The first site we visit has some 100 jars, in a beautiful location on a hill. Lots of craters from around can be seen from the overlooking hill. We walk over it for about an hour to see site 2, where some bigger jars can be found. It is very hot now, and we eat our fruits in the shade. These mythological jars have led to a lot of imagination with the locals, who have several explanations for there origin. Some say a giant army brewed drinks in them to celebrate there victory party, other say they were cups, so the giants were huge. The biggest jar is about 6 tons.

A ride drives us to site one, Wim sitting on biggest jarthe biggest site with 300 plus jars, a cave, and old trenches from the war on top of the hill. We wait on this hill for sunset, surrounded by UXO, or unexploded ordnance. It seems that these jar sites have not been cleared yet from bombies and other explosions. The MAG team. The Mine Advisory Group, is active here now, so no worries. I found a bullet just next to my foot, 'not dangerous, take it home if you want' the guide says.


The sunset goes quick, but overall, it was a nice day. The jars are quite mythical and the stories very amusing. It was definitely worth its 5 dollars.

Fr 24/09/2004 Our visa for Vietnam becomes valid tomorrow, so no need to move today. Mister Keo, the mostly drunk, but funny, owner of the guesthouse says we can take a 7 am bus to Nong Haet. From there it is just a shared taxi to the border. Then we should be able to get to Vinh, that is what he thinks though...

Sa 25/09/2004 So here we are, watching an old Russian bus, which must be more than 30 years old. This will bring us over the hills to Nong Haet. And miraculously it does for a meager 18000Kip, almost nothing for a 5 hour trip. Here we can immediately jump on a shared taxi. The English speaking guy in the red jacket gets the price down to 15000Kip each, still much for a 20 minute ride. I guess he got part of the profit though. And then wait for 10 minutes, before we get our exit stamps. Brianna's visa is 1 day overdue, which costs here 10 US dollars, no point of arguing here, the next border is some 30 hours away.
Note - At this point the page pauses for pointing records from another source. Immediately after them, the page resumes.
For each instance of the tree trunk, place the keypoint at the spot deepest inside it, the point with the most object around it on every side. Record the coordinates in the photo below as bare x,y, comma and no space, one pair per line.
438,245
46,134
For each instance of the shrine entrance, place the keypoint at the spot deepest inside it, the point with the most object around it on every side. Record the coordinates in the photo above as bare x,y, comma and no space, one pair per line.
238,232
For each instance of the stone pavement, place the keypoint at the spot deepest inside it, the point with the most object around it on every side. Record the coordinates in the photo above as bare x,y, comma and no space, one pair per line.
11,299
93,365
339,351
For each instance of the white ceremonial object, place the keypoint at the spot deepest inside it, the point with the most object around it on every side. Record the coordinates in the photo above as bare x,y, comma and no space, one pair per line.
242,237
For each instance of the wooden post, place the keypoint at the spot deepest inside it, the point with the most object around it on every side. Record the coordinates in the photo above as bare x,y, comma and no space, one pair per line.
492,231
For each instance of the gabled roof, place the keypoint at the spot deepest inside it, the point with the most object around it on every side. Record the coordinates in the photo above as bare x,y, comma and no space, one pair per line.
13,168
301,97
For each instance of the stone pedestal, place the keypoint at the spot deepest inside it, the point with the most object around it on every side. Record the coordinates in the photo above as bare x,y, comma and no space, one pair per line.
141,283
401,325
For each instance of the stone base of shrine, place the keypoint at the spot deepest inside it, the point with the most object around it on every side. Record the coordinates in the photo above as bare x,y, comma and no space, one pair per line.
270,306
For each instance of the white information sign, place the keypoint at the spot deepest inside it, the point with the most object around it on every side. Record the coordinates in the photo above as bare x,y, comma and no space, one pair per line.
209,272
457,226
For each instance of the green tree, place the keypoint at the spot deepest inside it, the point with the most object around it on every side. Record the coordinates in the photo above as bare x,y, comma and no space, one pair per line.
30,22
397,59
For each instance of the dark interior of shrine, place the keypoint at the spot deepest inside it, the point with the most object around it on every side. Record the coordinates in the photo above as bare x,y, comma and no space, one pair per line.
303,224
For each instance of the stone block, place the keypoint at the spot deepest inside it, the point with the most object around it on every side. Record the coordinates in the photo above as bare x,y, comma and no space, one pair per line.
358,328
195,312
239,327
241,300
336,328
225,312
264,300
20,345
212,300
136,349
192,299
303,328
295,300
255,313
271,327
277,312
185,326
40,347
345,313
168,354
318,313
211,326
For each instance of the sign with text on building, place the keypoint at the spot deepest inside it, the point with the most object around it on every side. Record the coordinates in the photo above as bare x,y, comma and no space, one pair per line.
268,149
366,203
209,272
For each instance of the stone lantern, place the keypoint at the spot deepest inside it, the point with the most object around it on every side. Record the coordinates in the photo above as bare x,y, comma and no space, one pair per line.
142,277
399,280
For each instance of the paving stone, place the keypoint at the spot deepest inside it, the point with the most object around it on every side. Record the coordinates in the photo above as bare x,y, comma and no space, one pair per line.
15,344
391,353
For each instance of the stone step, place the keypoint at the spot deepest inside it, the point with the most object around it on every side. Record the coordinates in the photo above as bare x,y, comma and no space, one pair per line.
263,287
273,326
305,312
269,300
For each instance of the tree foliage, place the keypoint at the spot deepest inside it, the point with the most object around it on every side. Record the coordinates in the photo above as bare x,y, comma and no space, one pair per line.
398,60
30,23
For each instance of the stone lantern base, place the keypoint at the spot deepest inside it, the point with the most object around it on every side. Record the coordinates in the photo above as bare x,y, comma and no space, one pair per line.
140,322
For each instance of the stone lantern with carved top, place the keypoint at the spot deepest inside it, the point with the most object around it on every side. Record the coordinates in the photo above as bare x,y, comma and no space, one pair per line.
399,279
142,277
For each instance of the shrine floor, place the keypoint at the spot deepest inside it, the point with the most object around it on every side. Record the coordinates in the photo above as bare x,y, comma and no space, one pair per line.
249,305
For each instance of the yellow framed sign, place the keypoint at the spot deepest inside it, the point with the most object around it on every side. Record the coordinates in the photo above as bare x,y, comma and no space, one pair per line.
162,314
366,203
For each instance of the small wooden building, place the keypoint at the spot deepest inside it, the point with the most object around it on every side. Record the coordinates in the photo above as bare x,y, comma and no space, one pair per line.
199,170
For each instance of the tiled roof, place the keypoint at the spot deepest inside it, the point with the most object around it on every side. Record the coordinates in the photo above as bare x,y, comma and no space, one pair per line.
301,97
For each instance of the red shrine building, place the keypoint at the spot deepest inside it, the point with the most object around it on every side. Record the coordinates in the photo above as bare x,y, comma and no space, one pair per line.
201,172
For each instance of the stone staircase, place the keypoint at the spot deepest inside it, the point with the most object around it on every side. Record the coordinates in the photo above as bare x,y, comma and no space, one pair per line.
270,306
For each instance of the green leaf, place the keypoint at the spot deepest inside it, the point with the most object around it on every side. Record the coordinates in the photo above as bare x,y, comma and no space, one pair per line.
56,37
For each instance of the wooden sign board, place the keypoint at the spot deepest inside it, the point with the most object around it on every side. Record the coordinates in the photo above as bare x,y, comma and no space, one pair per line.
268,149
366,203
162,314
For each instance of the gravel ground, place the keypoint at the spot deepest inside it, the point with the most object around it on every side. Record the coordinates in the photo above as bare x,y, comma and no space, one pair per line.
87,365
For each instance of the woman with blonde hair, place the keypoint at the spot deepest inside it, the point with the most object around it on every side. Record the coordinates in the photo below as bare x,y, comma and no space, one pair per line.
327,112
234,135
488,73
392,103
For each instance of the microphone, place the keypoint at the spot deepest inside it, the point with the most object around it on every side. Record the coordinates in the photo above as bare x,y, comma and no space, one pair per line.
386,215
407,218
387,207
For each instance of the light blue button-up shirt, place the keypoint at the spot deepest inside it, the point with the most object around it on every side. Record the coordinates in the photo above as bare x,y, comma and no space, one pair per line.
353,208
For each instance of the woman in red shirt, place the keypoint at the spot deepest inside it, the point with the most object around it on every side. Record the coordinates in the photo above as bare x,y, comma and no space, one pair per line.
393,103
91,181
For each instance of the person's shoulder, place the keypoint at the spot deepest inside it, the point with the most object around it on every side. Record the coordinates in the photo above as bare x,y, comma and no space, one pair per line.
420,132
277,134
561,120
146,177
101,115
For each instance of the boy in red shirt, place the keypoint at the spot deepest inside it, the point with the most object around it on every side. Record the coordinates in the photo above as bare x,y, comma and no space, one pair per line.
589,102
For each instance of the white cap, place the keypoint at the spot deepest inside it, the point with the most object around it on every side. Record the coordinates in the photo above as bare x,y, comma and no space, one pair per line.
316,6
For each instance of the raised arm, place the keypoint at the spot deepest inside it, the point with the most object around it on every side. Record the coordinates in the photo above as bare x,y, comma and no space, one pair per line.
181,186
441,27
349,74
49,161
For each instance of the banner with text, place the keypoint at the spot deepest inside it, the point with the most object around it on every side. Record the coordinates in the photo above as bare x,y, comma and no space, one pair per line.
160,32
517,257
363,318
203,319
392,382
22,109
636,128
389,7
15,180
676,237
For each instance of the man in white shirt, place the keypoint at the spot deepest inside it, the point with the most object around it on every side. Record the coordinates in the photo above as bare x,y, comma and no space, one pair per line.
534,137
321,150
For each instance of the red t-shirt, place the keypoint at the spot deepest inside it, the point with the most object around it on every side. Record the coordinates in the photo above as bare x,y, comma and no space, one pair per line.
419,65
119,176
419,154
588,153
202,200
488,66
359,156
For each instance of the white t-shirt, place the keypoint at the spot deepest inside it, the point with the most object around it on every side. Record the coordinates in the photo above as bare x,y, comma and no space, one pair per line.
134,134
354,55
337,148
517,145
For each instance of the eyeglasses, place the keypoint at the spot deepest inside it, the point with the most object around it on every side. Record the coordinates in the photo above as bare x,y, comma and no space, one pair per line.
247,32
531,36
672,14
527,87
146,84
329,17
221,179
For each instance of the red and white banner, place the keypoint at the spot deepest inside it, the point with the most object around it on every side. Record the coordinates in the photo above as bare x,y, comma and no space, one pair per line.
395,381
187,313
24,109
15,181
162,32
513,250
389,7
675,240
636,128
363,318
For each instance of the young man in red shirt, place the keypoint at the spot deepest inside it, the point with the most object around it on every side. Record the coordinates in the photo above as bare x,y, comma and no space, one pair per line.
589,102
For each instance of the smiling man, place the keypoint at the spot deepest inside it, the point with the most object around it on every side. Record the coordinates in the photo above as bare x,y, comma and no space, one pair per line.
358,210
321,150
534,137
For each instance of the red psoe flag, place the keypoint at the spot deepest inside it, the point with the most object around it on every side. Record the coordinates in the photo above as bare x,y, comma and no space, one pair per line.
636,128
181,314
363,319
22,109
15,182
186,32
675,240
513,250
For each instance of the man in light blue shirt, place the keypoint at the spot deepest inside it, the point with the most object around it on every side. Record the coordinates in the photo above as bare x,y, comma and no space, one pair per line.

We walk into Vietnam and find some laughing (at us or with us ?) half drunk custom guards and police. Wait, we have lunch break now. The other guy with the red jacket does the same so we sit down in half shade. One after the other annoying border guards looks at our passport, asks us were we are from, married maybe, tourist.

I wander to a shop, change the left over Kip into Dong, which has a rate of about 15600 Dong for 1 US Dollar. Up here some more guards, even more drunk and more annoying, I really wander if they are playing some psycho game with us. With a bottle of water I walk back to the girls who got quite annoyed by the border guys.

Finally after waiting for more than 2 hours, we first go uphill for a paper, than back down for a stamp, than down the stairs to get our bag checked, open air, just on a chair... They check all of Brianna's stuff, event the perfume bottles, I guess because she is American. Finally we get through and some motorcycles are already waiting to bring us down hill to the nearest village, 25 kilometers through the dust. This is fun, they strap the bag up end then you sit in front, holding in to the guy and/or the bag. The road is under construction so it is very dusty and bumpy, but definitely fun !

Let's hope the ride from the village to the first city Vinh is going to be good as well.

Laos has been great, the people are very friendly, prices are quite good, although negotiating is worth the try and not hard. The Mekong, the hill tribes and the plain of Jars were definitely worth the visit.